Rally speakers featured campus and community members such as members of UC labor unions Teamsters Local 2010 and American Federation of State, County and Municipal Employees Local 3299.
“(The regents) are making decisions based on business and not on social justice,” said Khalid Kadir, a campus global poverty and practice lecturer. “They are treating the price of education as if it’s strictly of economic value, not considering the social value of this institution.”
At the rally, some students complained that UCPD officers removed posters, their sleeping bags and other belongings from the hall Monday night. Yet UCPD Lt. Marc DeCoulode said there was no record of officers moving possessions from Wheeler Hall.
Early Tuesday morning, UCPD told people sleeping in Wheeler Hall to leave because they were in the building during closed hours. Protesters had declared the protest over, and one person was not a student, DeCoulode said.
“There is a difference between a protest and people lodging in buildings,” he said.

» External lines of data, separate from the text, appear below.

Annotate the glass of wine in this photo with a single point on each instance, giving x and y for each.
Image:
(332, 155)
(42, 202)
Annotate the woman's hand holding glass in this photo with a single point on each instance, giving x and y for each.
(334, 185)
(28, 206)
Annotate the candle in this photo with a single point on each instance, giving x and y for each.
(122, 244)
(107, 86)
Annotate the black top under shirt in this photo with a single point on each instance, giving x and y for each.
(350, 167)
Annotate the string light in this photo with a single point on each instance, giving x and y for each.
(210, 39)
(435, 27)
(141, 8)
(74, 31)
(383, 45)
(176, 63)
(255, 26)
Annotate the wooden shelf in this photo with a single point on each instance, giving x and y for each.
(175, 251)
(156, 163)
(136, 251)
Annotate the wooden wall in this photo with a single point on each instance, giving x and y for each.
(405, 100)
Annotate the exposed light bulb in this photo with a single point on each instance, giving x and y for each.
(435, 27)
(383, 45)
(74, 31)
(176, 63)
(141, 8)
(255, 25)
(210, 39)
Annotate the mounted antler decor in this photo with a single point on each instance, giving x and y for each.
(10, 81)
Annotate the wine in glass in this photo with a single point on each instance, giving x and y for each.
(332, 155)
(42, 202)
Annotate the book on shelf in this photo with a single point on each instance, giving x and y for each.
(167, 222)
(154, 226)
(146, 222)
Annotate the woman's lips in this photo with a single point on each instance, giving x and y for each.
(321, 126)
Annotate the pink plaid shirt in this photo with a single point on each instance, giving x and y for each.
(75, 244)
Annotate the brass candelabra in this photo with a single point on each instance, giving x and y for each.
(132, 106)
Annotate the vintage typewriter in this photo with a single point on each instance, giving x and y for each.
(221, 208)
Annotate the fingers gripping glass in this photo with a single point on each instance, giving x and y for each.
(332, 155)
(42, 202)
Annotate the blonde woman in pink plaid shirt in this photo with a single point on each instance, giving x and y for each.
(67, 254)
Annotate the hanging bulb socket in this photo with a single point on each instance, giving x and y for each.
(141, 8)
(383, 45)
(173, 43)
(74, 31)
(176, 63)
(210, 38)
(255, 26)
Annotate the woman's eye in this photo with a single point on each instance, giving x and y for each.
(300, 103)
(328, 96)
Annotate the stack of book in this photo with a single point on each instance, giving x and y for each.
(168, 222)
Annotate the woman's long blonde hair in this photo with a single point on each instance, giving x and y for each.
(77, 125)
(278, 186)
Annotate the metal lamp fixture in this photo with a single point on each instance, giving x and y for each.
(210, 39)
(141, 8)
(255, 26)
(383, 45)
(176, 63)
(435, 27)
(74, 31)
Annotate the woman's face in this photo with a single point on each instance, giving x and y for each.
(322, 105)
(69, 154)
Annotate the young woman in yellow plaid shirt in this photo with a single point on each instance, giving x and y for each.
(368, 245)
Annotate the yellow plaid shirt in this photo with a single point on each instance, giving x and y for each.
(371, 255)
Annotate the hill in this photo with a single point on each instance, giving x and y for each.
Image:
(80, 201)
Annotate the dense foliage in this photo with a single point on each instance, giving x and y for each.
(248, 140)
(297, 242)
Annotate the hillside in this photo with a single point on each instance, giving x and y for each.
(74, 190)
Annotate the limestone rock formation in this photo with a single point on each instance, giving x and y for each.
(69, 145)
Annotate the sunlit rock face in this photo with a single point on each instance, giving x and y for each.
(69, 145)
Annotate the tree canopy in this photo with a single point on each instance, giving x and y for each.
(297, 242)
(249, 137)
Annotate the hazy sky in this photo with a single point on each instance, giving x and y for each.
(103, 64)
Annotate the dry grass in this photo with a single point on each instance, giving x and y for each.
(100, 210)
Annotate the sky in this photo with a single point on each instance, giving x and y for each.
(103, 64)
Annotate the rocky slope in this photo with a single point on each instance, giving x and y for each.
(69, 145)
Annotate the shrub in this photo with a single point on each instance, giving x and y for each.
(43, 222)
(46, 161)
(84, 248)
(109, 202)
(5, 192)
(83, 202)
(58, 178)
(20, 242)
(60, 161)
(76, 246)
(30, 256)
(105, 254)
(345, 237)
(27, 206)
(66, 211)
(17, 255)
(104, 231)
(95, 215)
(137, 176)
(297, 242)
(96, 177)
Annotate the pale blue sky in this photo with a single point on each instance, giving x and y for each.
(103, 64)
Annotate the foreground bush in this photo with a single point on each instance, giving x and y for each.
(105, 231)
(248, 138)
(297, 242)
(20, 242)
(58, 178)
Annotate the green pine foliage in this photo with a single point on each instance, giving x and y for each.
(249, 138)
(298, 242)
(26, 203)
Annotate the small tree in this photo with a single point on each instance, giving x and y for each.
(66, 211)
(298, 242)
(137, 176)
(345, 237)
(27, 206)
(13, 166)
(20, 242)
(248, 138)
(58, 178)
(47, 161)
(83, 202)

Two hours after the rally ended, Robert Cohen, a visiting lecturer in the campus history department, held a Free Speech Movement commemoration on the Savio Steps.
The event was originally supposed to take place inside Sproul Hall’s lobby, where the 1964 sit-in occurred, but was moved because campus officials were concerned it could lead to an occupation of the building, according to Cohen. Sproul Hall was on lockdown throughout the day.
Some student protesters from the rally who attended the commemoration criticized the event, calling for people to concentrate less on the past and instead join them in fighting current issues. They said that people should “stop commodifying the movement” and that freedom of speech is still limited on campus.
Cohen disagreed, saying that the past and the present are not in opposition.
“This is public history, and these are hard-won struggles that brought this campus the right to free speech,” Cohen said.
At the commemoration, students from Cohen’s class read excerpts from letters written by UC Berkeley students during the Free Speech Movement about their participation in the sit-in and their resulting arrests.
“Will you sit by idly as tuition increases for students?” said UC Berkeley junior Julian Marenco, after reading a letter. “How will you leave a mark on this campus?”